Le parole del presidente Giulini, cariche di soddisfazione, rivelano la natura profonda di questa alleanza. “Accanto a me c’è un investitore che è anche sardo e tifoso. Questo mi piace molto”, ha dichiarato il patron, sottolineando il legame di Fiori con la terra e la passione per i colori rossoblù. Una scelta non casuale, che mira a fondere la forza economica e il network globale di un partner internazionale con l’attaccamento e il rispetto per la tradizione del club. Giulini manterrà il controllo e la guida operativa della società, ma sarà affiancato da una figura in grado di supportare la crescita strutturale del Cagliari.

Il presidente non ha nascosto le difficoltà del momento sportivo: “Stiamo meglio dopo questo risultato, lottiamo per la salvezza. Ma stiamo facendo fatica a fare qualcosa in più, in questi anni abbiamo sempre cercato di alzare il livello”. Ha poi espresso grande orgoglio per il settore giovanile, con “mister e tanti giocatori che arrivano dalle giovanili”, e ha dedicato la vittoria alla curva, elogiata per il sostegno incessante. Sul fronte mercato, Giulini ha aperto a possibili innesti: “Ogni partita offre nuovi spunti, era avanzata prima di oggi l’idea di prendere un centrocampista. Ora vediamo un po’ le altre due partite, poi faremo le valutazioni”.

La visione di Fiori: “Il Cagliari è una società ben gestita. Lo stadio è un elemento trasformativo”

Nato a Carbonia nel 1972 e trasferitosi negli Stati Uniti da giovane, Maurizio Fiori è l’amministratore delegato di Praxis Capital Management LLC. La sua è una storia di successo imprenditoriale, che ora si intreccia con la passione per il calcio e per la sua isola. “La nostra trattativa è stata inusuale – ha raccontato il nuovo investitore – abbiamo sempre parlato da soli in un discorso allargato al massimo ai nostri team. Abbiamo insieme tante idee e progetti”.

La molla che ha fatto scattare l’investimento è stata chiara: “Il fatto che il Cagliari è una società ben gestita. Questo è il punto di partenza”. Ma lo sguardo è proiettato al futuro, con un obiettivo su tutti: “Lo stadio è un elemento trasformativo: pronti a supportare il club anche in questo”. Il nuovo impianto, intitolato all’icona Gigi Riva, è considerato un asset fondamentale per la crescita e la sostenibilità del club nel lungo periodo. Un progetto ambizioso, dal costo complessivo di oltre 200 milioni di euro, che vedrà un importante contributo pubblico da parte di Regione e Comune, ma che necessita di un solido supporto privato per decollare.
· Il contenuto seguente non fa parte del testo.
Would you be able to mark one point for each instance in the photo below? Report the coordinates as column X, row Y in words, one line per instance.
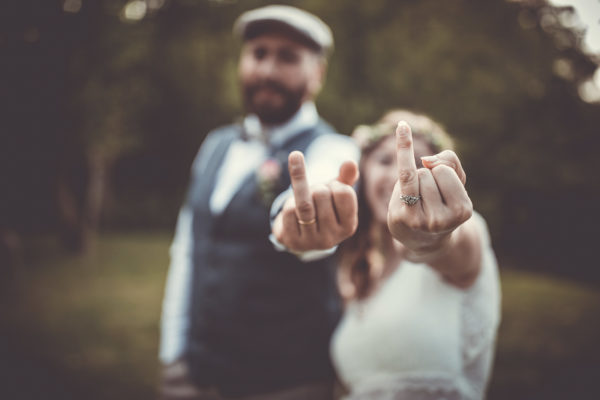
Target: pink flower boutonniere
column 268, row 177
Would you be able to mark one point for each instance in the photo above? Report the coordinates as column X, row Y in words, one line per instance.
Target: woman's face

Fiori, da tifoso, ha anche svelato i suoi idoli del passato: “Gianfranco Zola. Ma anche Gigi Piras”.

Analisi di una svolta: cosa cambia per il Cagliari

L’ingresso del fondo americano e la nomina di Fiori a vicepresidente segnano un punto di svolta per il Cagliari Calcio. L’operazione, che ha portato circa il 40% delle quote in mano agli investitori statunitensi, garantisce a Tommaso Giulini di restare socio di maggioranza, ma gli fornisce un supporto cruciale. Ecco i punti chiave:

  • Solidità Finanziaria: L’iniezione di capitali freschi e l’accesso a un network internazionale rafforzano la struttura economica del club, permettendo una pianificazione più ambiziosa sia sul mercato che sulle infrastrutture.
  • Progetto Stadio: Il supporto dichiarato da Fiori è una spinta decisiva per il nuovo stadio. L’esperienza internazionale degli investitori potrebbe rivelarsi fondamentale per attrarre ulteriori partner e completare un’opera strategica per tutta la città.
  • Crescita del Brand: La partnership con un gruppo americano apre nuove frontiere per la visibilità e il marketing del marchio Cagliari a livello globale, confermando il potenziale internazionale del club.
  • Stabilità e Visione: Dopo aver vagliato diverse proposte in passato, ritenute poco serie, Giulini ha trovato un partner con cui condivide una visione strategica di medio-lungo periodo, basata su crescita sostenibile e rispetto della tradizione.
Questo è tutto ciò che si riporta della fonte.